With the increasing number of disgruntled youths from developing and underdeveloped countries searching for a better standard of living in developed countries, Nigeria’s economic quagmire should bother the international community.
The country undertook measures to privatise its energy sector in 2005 with the hope of reducing production costs through steady electricity supply which was expected to stimulate Foreign Direct Investment. Sadly, none of these has positively impacted Nigeria’s economy nor brought the desired change.
With the present policy to privatise its flagship oil and gas company, the Nigerian National Petroleum Corporation (NNPC), economic experts are convinced that this move will not only prove counterproductive but may likely lead to an exponential increase in fuel price and commodities in Nigeria, further impoverishing people in that part of the world.

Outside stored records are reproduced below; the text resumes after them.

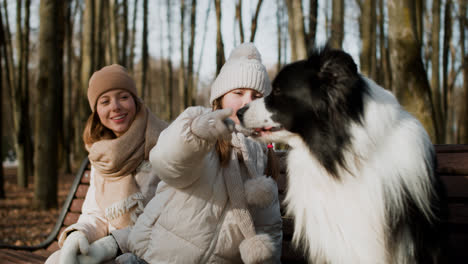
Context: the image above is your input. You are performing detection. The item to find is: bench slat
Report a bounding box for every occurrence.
[0,249,46,264]
[63,212,80,226]
[70,198,84,213]
[75,184,89,199]
[440,176,468,198]
[437,153,468,175]
[81,170,91,184]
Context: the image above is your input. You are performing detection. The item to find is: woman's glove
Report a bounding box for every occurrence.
[77,235,118,264]
[191,108,235,142]
[59,231,89,264]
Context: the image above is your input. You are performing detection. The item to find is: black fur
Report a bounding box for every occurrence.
[267,46,368,178]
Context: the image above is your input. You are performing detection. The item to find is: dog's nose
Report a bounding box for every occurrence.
[237,106,249,122]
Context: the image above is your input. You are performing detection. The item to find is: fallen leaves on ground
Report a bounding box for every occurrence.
[0,167,74,246]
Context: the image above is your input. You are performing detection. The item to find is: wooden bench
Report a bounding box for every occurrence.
[1,144,467,263]
[0,158,91,263]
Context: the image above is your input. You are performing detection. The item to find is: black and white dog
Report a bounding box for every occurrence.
[237,46,446,263]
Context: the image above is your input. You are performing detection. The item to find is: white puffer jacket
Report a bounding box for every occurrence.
[112,107,283,264]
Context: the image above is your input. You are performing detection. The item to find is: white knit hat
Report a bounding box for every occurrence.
[210,43,272,105]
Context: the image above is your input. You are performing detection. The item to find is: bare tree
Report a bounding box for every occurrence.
[166,0,174,119]
[214,0,225,75]
[359,0,377,80]
[109,0,119,63]
[187,0,197,107]
[120,0,128,67]
[140,0,148,99]
[236,0,244,43]
[34,0,65,209]
[307,0,318,50]
[442,0,452,142]
[249,0,264,42]
[179,0,186,113]
[459,0,468,142]
[285,0,307,60]
[128,0,138,72]
[8,0,33,188]
[0,8,5,198]
[330,0,344,49]
[76,0,95,164]
[387,0,437,141]
[378,0,391,89]
[431,0,444,142]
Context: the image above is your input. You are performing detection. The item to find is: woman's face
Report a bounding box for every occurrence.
[221,88,262,124]
[96,89,137,137]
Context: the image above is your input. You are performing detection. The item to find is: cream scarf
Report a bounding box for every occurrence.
[225,133,276,263]
[87,106,167,229]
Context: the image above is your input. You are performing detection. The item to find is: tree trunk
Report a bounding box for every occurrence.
[166,0,174,119]
[63,0,74,174]
[140,0,148,99]
[120,0,128,67]
[128,0,138,72]
[249,0,263,42]
[276,0,283,72]
[378,0,391,89]
[431,0,444,142]
[109,0,118,63]
[34,0,64,209]
[75,0,95,165]
[459,0,468,143]
[236,0,244,43]
[307,0,318,50]
[187,0,197,107]
[387,0,437,141]
[330,0,344,49]
[285,0,307,61]
[442,0,452,143]
[0,9,5,199]
[179,0,186,113]
[94,0,105,69]
[359,0,376,79]
[214,0,225,75]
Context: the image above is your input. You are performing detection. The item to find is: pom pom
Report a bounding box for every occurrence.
[239,234,275,264]
[228,43,262,62]
[244,176,276,208]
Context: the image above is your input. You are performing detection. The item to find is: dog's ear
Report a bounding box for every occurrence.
[307,45,359,86]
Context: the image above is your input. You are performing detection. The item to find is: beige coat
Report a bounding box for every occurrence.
[112,107,283,264]
[58,161,160,246]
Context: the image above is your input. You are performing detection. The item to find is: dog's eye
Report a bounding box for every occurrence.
[273,88,281,96]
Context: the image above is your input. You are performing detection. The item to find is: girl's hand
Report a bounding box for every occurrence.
[191,108,235,142]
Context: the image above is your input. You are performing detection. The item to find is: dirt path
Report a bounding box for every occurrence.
[0,167,74,246]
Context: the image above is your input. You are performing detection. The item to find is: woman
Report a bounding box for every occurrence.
[45,64,168,264]
[82,43,283,264]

Presently, over 82 million Nigerians live below one dollar a day according to the National Bureau of Statistics. Many observers have questioned the rationale by the Nigerian authorities to privatise essential commodities. While it may be seemingly okay to privatise sectors that are not as essential as energy, ports and oil (sectors that have alternatives) such as transportation and aviation since such privatisation will trigger needed competition which would positively rub off on standards of service delivery and create viable affordable options for customers, it’s preposterous for an economy that lacks requisite effective instruments and mechanism of checks to privatise essential sectors like oil, energy or its Ports were imported and exported goods transit.
Sectors like transportation and aviation are broad and leave one with so many options. For instance, if you don’t want to fly, you can travel by road. If you don’t want to patronize a particular transport company, you can buy your car and travel privately. However, this isn’t so with the oil, energy, and Ports sector where there isn’t an alternative for importers in Nigeria who must make use of Ports to bring in goods. If the Ports were to be privatised into the hands of the same greedy elite in Nigeria who are now in charge of the nation’s energy sector, it’s evident that the cost of importation will further increase leaving the Nigerian market inflated beyond measure.
In Nigeria, fuel remains a constant necessity without which one cannot travel. Even when there is an electrical power outage in Nigeria, its citizens resort to fuel to power their generators as a makeshift measure which very often suffice as permanent. How then will this very important country in the global market survive when her leading entity of oil and gas production falls into the hand of a single citizen?
If the privatisation of energy did not solve Nigeria’s electricity crisis, the rationale for privatizing its oil industry is definitely flawed and founded on a false premise.
Nigeria’s oil and gas company NNPC announced in August this year the acquisition of at least 300,000 barrels per day of Nigeria’s crude oil production by Africa’s leading government-backed billionaire, Aliko Dangote. The billionaire who is fondly favoured by the Nigerian government is set to commission a 650,000-barrel-per-day refinery in Lagos, the biggest city in the most fuel-consuming nation in the region, in January 2022. With the numerous contradictions, systemic corruption and greed of Nigeria’s gluttonous leaders, it’s almost impossible to see a win for the Nigerian masses in this move by the government. It almost seems the oligarchy and patriarchs in Nigeria are hellbent on sell-off what remains of the country, and mortgage the future of the teeming youths through unnecessary economic crippling loans that would not bring any good to the citizenry.
As the International Organisation for Migration (IOM) continues to grapple with the increasing multidimensional challenge of irregular migration, it may be necessary for it to take note of this looming time bomb in 2050 if not sooner.